I haven't written about "Journeyman" in a few weeks, which is unfortunate, since the show has gotten better. Spoilers coming up just as soon as I order "La Vida Loca" from iTunes...
The strike has been an odd ally for "Journeyman." With ratings like this, it would almost certainly have been yanked by now, never to return, but with the networks desperate to stretch out whatever original scripted content they have for as long as possible, struggling shows like "Journeyman" and "Life" will probably get to air 10 or 11 episodes. At the same time, though, the chaos that's going to be created by what everyone assumes will be a long strike means that a show like this has no real shot at starting up again whenever the strike is over.

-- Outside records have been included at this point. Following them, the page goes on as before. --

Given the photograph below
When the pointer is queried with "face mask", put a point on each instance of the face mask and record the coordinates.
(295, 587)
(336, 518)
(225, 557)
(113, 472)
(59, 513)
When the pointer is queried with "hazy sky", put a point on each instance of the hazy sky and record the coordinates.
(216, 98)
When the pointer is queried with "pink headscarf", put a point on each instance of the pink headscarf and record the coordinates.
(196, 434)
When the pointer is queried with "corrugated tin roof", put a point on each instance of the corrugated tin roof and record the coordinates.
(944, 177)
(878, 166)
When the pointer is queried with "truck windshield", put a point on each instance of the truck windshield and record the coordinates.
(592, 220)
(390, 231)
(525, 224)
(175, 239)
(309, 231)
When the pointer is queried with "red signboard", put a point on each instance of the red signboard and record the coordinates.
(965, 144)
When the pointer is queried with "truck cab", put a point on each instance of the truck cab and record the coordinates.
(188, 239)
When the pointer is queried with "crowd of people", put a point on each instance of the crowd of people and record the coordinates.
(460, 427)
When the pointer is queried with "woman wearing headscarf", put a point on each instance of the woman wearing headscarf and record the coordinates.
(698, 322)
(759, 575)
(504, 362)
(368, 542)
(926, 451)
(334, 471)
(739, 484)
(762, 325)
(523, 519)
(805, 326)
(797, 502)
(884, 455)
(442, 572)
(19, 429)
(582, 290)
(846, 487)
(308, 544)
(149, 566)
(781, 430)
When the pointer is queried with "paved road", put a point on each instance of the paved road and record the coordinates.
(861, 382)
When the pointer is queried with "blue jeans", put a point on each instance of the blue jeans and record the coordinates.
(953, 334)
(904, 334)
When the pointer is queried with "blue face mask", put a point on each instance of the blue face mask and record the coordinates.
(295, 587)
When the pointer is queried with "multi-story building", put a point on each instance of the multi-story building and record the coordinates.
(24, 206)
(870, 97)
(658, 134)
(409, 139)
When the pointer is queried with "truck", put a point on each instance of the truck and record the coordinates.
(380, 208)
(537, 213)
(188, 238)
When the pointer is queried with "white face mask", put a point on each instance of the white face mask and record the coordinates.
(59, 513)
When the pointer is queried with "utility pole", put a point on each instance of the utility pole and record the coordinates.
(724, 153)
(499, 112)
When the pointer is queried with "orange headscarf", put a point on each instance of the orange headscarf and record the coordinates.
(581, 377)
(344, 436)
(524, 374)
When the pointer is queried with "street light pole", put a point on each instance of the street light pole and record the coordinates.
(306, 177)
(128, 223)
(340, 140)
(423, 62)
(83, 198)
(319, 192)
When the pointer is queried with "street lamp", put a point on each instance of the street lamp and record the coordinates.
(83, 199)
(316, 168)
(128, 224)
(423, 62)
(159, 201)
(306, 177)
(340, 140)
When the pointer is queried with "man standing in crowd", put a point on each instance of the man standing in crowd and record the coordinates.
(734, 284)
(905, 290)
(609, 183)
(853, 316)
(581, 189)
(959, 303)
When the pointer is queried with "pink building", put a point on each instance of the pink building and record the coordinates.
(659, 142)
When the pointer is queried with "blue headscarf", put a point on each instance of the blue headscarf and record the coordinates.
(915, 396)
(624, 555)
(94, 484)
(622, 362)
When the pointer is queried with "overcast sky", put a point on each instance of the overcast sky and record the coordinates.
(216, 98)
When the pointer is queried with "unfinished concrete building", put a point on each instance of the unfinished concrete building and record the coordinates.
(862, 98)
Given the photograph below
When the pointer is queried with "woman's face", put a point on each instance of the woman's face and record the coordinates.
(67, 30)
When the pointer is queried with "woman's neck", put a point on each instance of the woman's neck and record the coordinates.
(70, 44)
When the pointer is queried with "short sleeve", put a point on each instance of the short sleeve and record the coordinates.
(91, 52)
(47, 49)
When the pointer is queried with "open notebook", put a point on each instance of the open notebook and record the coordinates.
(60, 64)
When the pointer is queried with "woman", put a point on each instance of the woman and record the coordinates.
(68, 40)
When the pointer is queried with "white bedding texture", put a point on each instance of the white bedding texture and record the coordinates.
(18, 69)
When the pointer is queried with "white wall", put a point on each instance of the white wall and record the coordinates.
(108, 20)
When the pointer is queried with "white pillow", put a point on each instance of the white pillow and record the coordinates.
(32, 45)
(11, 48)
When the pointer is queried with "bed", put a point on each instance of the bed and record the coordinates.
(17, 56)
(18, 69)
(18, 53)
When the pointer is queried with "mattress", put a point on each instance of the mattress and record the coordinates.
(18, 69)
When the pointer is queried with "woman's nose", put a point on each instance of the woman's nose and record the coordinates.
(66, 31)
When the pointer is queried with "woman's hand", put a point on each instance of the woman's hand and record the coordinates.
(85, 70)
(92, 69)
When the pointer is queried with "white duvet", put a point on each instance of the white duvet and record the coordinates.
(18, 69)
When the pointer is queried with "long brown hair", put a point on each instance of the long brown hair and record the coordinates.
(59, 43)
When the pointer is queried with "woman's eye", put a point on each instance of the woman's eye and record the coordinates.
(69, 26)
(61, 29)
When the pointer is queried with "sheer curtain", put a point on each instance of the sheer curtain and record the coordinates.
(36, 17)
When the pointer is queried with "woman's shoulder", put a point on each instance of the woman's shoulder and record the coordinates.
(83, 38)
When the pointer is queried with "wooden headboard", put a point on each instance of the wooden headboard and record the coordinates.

If the show had been canceled three or four episodes in as it might have any other year, I wouldn't have cared, but now it's become just good enough that I'm going to be disappointed when the originals run out.
High concept shows often run into what I call the Premise Pilot Problem, where so much time in the first episode has to be devoted to explaining what's happening that there's no time to have any fun with it. "Journeyman" needed several episodes to get past that issue, but there came a point -- I want to say in the episode that began with Dan waking up in the church with a pipe wrench in his hand -- where Dan and the show began treating his time trips as a fact of life, and the show's been much better for it. A Dan who knows what he's doing is a much better character than one who stands around slack-jawed or has to spend time trying to convince his wife what's happening to him, and we've had some cool treats along the way like the Livermore scientist returning Dan's call while he was still in the past.
The stories of the people who Dan "tracks" are still hit-or-miss, but I've found myself involved in the Vasser marriage, which made an episode like "Double Down" so strong, since it abandoned the Victim of the Week a quarter of the way in to focus entirely on Dan, Livia, Katie and Dan again, with a dash of Jack here and there.
Last week's episode finally had Dan come right out and ask the standard reporter questions of Livia, and had her explain that she's as in the dark as he is, which removes the distraction factor from the scenes where they talk about their relationship and about his present circumstances. And just when I was wondering why, other than for dramatic purposes, Livia got sent to retrieve the money instead of Dan, Dan wound up saving the Victim a second time, which wouldn't have happened if he'd gone for the money. The internal logic is feeling stronger each week.
What did everybody else think? And given that we're probably never going to get answers to the series' big questions, anyone care to offer their own theories?